La seconda senzione aveva invece escluso la lamentata violazione convenzionale quanto alla seconda fase, rappresentata dalla permanenza sulle navi ormeggiate nel porto di Palermo, in quanto aveva ritenuto non provata la descrizione delle gravi condizioni di trattenimento riferite dai ricorrenti, ed aveva invece reputato attendibile la ricostruzione fattuale offerta dal Governo[2], secondo la quale in questa fase i migranti avrebbero goduto di buone condizioni igienico-sanitarie, di un minore grado di sovraffollamento rispetto al Centro di accoglienza e di idoneo accesso a cuccette, toilette, acqua e cibo.

Su entrambi i punti le parti hanno mantenuto davanti alla Grande Camera l’approccio adottato avanti alla seconda sezione: quanto al centro di accoglienza, i ricorrenti hanno evidenziato le obiettive carenze di spazio, le importanti deficienze igieniche e la propria condizione di soggetti vulnerabili, mentre il Governo ha appuntato la propria attenzione sugli interventi di sostegno psicologico e sanitario offerto e sulla peculiare situazione di emergenza che si era trovato ad affrontare; quanto alla situazione presente sulle navi, il Governo ha ribadito la propria tesi circa l’equo bilanciamento tra esigenze di sicurezza e buone condizioni di permanenza, in uno con la breve durata del trattamento, mentre i ricorrenti hanno contestato l’attendibilità della ricostruzione accolta dalla sezione semplice e riproposto le doglianze inerenti lo spazio disponibile, i tempi di accesso all’aria aperta, le dotazioni igienico-sanitarie e l’accesso al cibo.

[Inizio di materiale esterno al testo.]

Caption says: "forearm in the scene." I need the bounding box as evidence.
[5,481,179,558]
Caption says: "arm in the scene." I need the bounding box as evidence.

La Grande Camera richiama innanzitutto i capisaldi della propria giurisprudenza. Per primo il fatto che la denuncia di trattamenti inumani e degradanti deve attingere un minimo livello di gravità, da valutarsi in senso relativo e intrinsecamente legato alle circostanze del singolo caso, come le finalità soggettive del trattamento, il contesto nel quale esso si verifica e l’eventualità per la quale la vittima si trovi in stato di detenzione, dove – al di là di un minimo di ineliminabile sofferenza connessa con tale stato – le Autorità devono vigilare in modo particolarmente attento al fine di prevenire la violazione convenzionale in parola. La Corte ricorda poi il cruciale rilievo della condizione di vulnerabilità della vittima, nella quale è da ricomprendere lo status di migrante. Fondamentale punto di riferimento, in terzo luogo, è la consolidata giurisprudenza in materia di sovraffollamento carcerario: la Corte rammenta che, se l’assegnazione di uno spazio vitale inferiore a 3 mq è di per sé sufficiente a integrare la violazione dell’art. 3 CEDU, anche il godimento di uno spazio più esteso può non essere idoneo a escludere tale violazione qualora non si accompagni a un adeguato accesso all’aria aperta, a minimi standard di riservatezza, a condizioni sanitarie adeguate, a un comodo accesso ai servizi igienici. Da ultimo, la Corte rammenta il rigoroso standard probatorio che deve essere soddisfatto dal ricorrente che alleghi una violazione della norma in discorso, il che tuttavia non significa che debbano essere offerte evidenze medico-legali dei trattamenti subiti, che possono attingere anche solo la sfera morale della vittima.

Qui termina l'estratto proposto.